Kiedy była pytana, czy wiedziała o spotkaniach ojca z Mirosławem Drzewieckim w Stanach Zjednoczonych albo czy brała w nich udział, odpowiedziała, że nie. Po czym – dopytywana – przypomniała sobie o shoppingu, przy okazji którego – już po wybuchu afery – jej ojciec spotkał się z byłym ministrem sportu. Ona sama nie brała w tym spotkaniu udziału. Rozmawiała z żoną ministra. O tym spotkaniu zapomniał też Mirosław Drzewiecki.

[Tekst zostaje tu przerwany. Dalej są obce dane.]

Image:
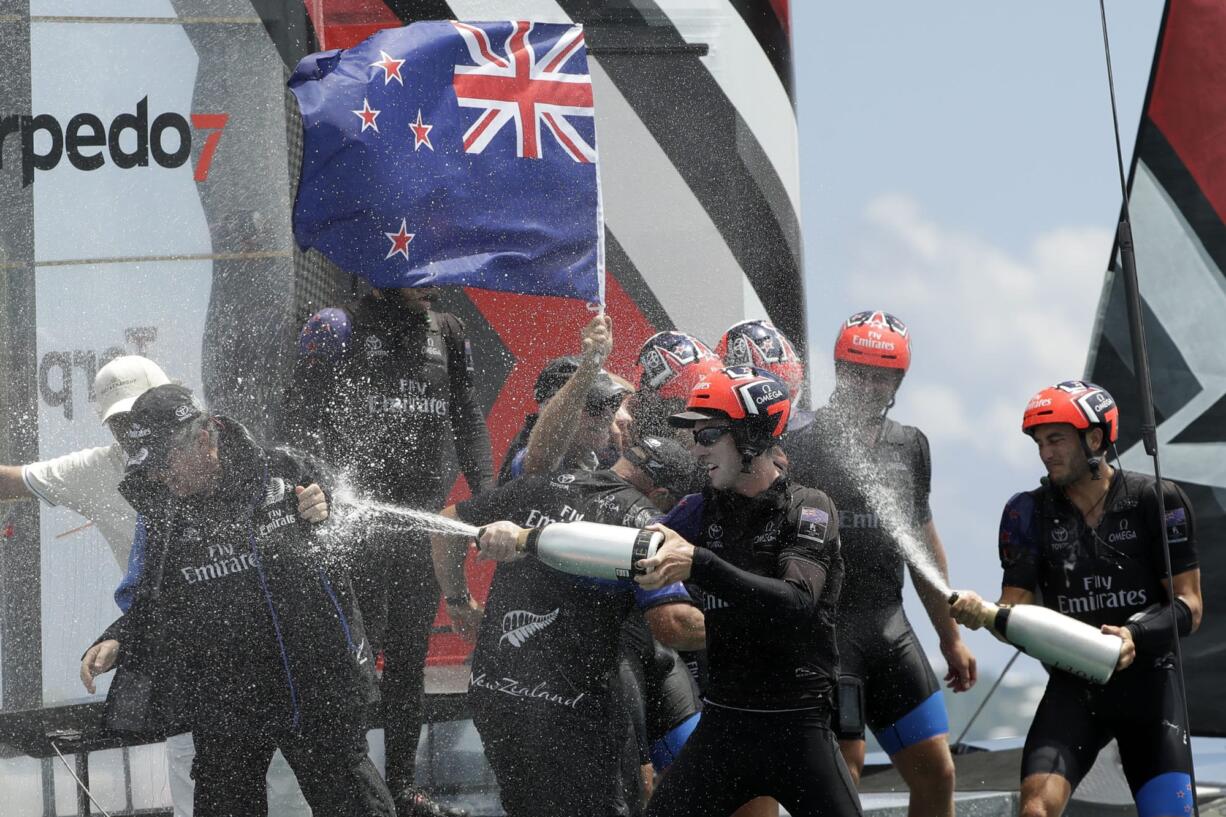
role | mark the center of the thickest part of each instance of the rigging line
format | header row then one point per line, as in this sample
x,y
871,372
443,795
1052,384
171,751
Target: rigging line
x,y
1145,390
81,785
987,697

Nie zapomniał o nim za to Ryszard Sobiesiak.
I jeszcze – zanim szerzej o stenogramach z zamkniętego posiedzenia z Ryszardem Sobiesiakiem w roli głównej, Ryszard Sobiesiak o spotkaniu z córką, po spotkaniu z Marcinem Rosołem:
Pan Ryszard Sobiesiak:
Ja przecież, ja widzę tylko córkę, jak idzie po spotkaniu i ma ładne ząbki, i się
cieszy. I to już wiedziałem, że ona się cieszy, to ja się cieszyłem. Powiedziała do
mnie: co ja o tym myślę, że ona chce zrezygnować. Ale pan prokurator mojej córce –
nie wiem, czy to jest, czy może tego nie można podawać... panie przewodniczący, nie zapisać tego może – pan prokurator po przesłuchaniu mojej córki powiedział, że
szkoda, że się nie dostała na to stanowisko. Bo moja córka to jest osoba, która miała
7 lat i ja ją wiozłem pod Bibliotekę Ossolineum, gdzie ja nigdy nie byłem tam. Ona
jest tak przygotowana. I ona już się przygotowała tak do tego, żeby na sto procent to
wygrała, bo była najlepsza z nich wszystkich. Ale tylko przez to, że gdzieś coś na
mnie... to, co chyba, panie pośle, to co ten zły tatuś czy coś to przecież, proszę zapytać ministra, tam leży chyba taki stek tych papierów na mnie, na mnie: bandyta, złodziej i jeszcze. A ja mam taki stek papierów, gdzie ciągle mnie sprawdzają służby i jestem czysty. No więc jak usłyszałem, że jakieś donosy czy coś były na mnie, no, to ja to tak zrozumiałem, że donosy znowuż na mnie i przez to, że złego ma tatusia i ma, nie ma, z tego, co ja kojarzę słowa mojej córki, ona lepiej to pamięta, bo jak mi wtedy powiedziała, że inaczej zeznawałem u prokuratora niż ona. Bo co, byliśmy trzy
miesiące razem, nie mogliśmy się namówić? Ona miała inne zeznania niż ja
w prokuraturze. Bo ja to zrozumiałem, że tak zostało to przekazane i nie ma o czym
rozmawiać. Ona się cieszyła z tego, bo też coś jej tam w głowie świtało. To jest niezależna dziewczyna i bardzo mądra, zresztą zobaczycie. Więc nie wiem, o co to chodzi.
Czy się cieszyła, bo już jej coś w głowie świtało, posłowie nie zapytali. Stenogramy przyszły w trakcie przesłuchania.